Francesco Battistini - " Shalit colpito negli attacchi, no, cerchiamo di salvarlo"
DAL NOSTRO CORRISPONDENTE GERUSALEMME — «Gilad Shalit è stato colpito dalle bombe dei suoi amici». Il primo soldato israeliano ferito è quello che, più di tutti, dovrà tornare a casa sano e salvo. Hamas lo sa. E nella sua controffensiva mediatica, fa uscire la voce su un sito web amico: il caporale della Galilea, ostaggio a Gaza dal 25 giugno 2006, sarebbe uno dei «danni collaterali» dell'attacco aereo di questi tre giorni.
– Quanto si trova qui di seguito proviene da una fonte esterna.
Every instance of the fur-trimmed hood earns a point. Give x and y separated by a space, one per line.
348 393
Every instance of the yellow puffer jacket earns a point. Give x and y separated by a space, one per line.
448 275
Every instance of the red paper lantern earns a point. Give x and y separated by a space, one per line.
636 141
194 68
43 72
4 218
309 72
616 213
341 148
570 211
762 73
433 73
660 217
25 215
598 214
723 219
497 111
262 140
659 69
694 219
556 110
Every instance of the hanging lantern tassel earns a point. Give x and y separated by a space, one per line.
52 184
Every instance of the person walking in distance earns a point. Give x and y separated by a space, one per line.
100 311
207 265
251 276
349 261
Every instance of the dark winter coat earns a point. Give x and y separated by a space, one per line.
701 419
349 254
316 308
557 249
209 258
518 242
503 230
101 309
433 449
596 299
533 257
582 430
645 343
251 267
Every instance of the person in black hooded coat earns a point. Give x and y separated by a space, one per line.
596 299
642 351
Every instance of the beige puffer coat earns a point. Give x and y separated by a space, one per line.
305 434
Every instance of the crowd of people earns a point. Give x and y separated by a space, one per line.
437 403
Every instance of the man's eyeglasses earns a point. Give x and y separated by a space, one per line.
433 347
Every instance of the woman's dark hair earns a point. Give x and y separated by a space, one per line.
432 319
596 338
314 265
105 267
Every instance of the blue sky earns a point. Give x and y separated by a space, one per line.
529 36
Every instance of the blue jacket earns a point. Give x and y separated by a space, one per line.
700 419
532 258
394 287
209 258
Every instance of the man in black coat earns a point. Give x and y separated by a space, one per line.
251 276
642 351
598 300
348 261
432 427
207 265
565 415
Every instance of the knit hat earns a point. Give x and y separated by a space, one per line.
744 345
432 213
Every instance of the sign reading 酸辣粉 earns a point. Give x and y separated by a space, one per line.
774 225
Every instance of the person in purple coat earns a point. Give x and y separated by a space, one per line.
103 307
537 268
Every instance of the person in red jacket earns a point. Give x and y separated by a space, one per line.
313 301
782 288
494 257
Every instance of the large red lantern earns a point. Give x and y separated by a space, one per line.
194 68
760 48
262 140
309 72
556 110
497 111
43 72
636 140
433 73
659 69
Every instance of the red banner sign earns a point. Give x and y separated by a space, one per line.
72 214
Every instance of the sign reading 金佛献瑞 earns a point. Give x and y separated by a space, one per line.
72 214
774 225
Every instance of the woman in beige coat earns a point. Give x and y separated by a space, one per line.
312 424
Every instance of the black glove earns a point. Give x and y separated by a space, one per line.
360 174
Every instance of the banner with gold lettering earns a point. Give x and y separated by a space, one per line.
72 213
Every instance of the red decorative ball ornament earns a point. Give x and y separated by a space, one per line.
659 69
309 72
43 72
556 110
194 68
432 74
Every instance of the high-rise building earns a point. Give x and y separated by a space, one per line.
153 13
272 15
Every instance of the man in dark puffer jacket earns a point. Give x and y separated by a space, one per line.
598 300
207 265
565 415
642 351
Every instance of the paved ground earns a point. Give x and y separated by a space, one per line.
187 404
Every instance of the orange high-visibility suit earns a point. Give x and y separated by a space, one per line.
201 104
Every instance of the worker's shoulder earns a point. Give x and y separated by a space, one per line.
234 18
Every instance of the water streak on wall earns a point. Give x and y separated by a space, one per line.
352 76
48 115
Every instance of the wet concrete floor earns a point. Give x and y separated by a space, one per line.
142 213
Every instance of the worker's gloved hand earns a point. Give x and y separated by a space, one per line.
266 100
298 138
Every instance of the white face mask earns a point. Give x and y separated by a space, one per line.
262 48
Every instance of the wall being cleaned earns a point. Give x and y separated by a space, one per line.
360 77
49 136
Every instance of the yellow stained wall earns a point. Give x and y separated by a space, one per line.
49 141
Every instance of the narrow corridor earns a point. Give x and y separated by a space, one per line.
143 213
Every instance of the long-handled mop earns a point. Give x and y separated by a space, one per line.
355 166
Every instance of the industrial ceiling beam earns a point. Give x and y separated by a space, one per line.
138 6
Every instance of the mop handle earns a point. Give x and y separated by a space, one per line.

Come esca la rivelazione, non si sa. E' una tv egiziana che la rilancia, virgolettando un anonimo capo islamico per il quale «si stava facendo di tutto per salvaguardare l'incolumità di Shalit». La prima reazione in Israele è il no comment. Il vicepremier Haim Ramon: «Non sappiamo se la notizia sia vera, ci aspettavamo che sarebbe stato usato per manipolazioni politiche», e «malgrado tutto ciò, siamo molto preoccupati per la situazione». Una mezza risposta: «Sono convinto che Hamas farà di tutto per tenerlo in vita». E' la controguerra dei nervi. La stessa che fa arrivare ai soldati israeliani messaggi radio del tipo: «Se avete coraggio scendete da quegli aerei. Vi bruceremo vivi». Secondo fonti militari, c'è solo la prova che Gilad sia vivo, non se sia sano. Sarebbe stata offerta una taglia, 200mila euro, a chiunque da Gaza dia informazioni sulla prigione. Poche settimane prima dell'attacco, i servizi avevano chiesto ai leader di Hamas una testimonianza video. La risposta, due domeniche fa, fu l'esibizione pubblica d'un attore in divisa che impersonava Shalit in ginocchio. «Uno spettacolo feroce — dice un ufficiale israeliano — ma un modo per dirci che Gilad era ancora vivo». Tutto cambia, ora. Papà Noam è per forza ottimista: «Sono preoccupato, ma credo ci sia molta gente interessata a tenere Gilad vivo, anche a Gaza».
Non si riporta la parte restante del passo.